Witaj: Niezalogowany | LOGOWANIE | REJESTRACJA
Spór o Gibraltar
Wysłane przez hrabiaEryk w 14-08-2013 [21:31]
Pamiętacie taki amerykański film Wag the Dog, o tym jak podczas kampanii prezydenckiej pełniący obowiązki głowy państwa USA a jednocześnie ubiegający się o reelekcje prezydent z pomocą swoich doradców wywołuje fikcyjną wojnę z Albania, aby ukryć skandal seksualny, który może mu zaszkodzić. Cała ta afera nie tylko pozwala mu utrzymać stołek w Białym Domu, ale również zostać bohaterem w oczach wielu Amerykanów.

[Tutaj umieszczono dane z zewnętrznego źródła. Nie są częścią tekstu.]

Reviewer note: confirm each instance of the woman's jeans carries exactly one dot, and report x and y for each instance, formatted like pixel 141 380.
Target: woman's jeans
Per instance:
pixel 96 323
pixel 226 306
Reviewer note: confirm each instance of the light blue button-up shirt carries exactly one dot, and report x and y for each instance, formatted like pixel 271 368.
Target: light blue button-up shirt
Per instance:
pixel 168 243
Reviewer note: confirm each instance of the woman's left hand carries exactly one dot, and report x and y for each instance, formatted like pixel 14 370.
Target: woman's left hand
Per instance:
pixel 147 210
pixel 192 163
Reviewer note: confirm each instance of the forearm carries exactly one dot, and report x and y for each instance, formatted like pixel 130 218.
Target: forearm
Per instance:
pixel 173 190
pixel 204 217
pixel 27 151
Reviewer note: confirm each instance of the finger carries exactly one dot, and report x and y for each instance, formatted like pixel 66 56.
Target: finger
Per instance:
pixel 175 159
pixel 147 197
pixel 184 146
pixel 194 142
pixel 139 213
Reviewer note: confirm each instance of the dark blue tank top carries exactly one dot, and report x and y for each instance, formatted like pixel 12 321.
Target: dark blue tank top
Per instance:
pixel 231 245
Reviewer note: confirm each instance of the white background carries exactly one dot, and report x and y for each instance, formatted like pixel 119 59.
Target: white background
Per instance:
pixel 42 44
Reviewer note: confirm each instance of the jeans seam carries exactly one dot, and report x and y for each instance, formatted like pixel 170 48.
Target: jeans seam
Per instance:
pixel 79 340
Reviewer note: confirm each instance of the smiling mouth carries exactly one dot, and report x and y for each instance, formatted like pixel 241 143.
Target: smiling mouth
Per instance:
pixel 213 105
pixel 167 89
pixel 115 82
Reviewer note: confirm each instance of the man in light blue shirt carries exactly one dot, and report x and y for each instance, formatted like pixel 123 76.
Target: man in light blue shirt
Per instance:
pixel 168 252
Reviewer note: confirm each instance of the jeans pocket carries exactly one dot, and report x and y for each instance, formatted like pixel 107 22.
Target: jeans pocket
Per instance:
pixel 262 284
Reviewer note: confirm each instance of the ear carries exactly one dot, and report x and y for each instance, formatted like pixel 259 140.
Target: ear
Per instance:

Czy spór o to czy hiszpańscy rybacy magom łowić wokół Gibraltaru czy też nie, jest realnym powodem do zaostrzenia relacji między tymi dwoma krajami, chyba nie, najlepszego momentu do odzyskania Gibraltaru nie wykorzystał generał Franco, ale pewno dlatego, że chciał pozostać neutralny i nie widziała mu się wojna z Aliantami dla interesów Hitlera, choć wiem, że ten skalisty Gibraltar jest ością w szyi dla wielu Hiszpanów.
Gibraltar to ważne strategiczne miejsce, ale tak naprawdę premierowi Rajoy wcale nie chodzi o rybaków, ani o powrót „skały” do macierzy. Hiszpania jest wciąż w tarapatach ekonomicznych i nie widać ich końca na dodatek mamy aferę korupcyjną w Partii Ludowej, trzeba choć na chwile odwrócić uwagę opinii publicznej od domowych spraw i uderzyć w bęben nacjonalizmu, choć Katalończycy już w tym sporze popierają Gibraltar.
Miejmy nadzieje, że Senior Rajoy się zbytnio nie rozhula bo już przebąkuje coś o prawie Argentyny do Falkland. To wzajemne podgryzanie pewno jeszcze potrwa, a później jak zwykle wszyscy dadzą sobie buzi, a lud iberyjski choć przez chwile zapomni o tym, że w lodówce pusto.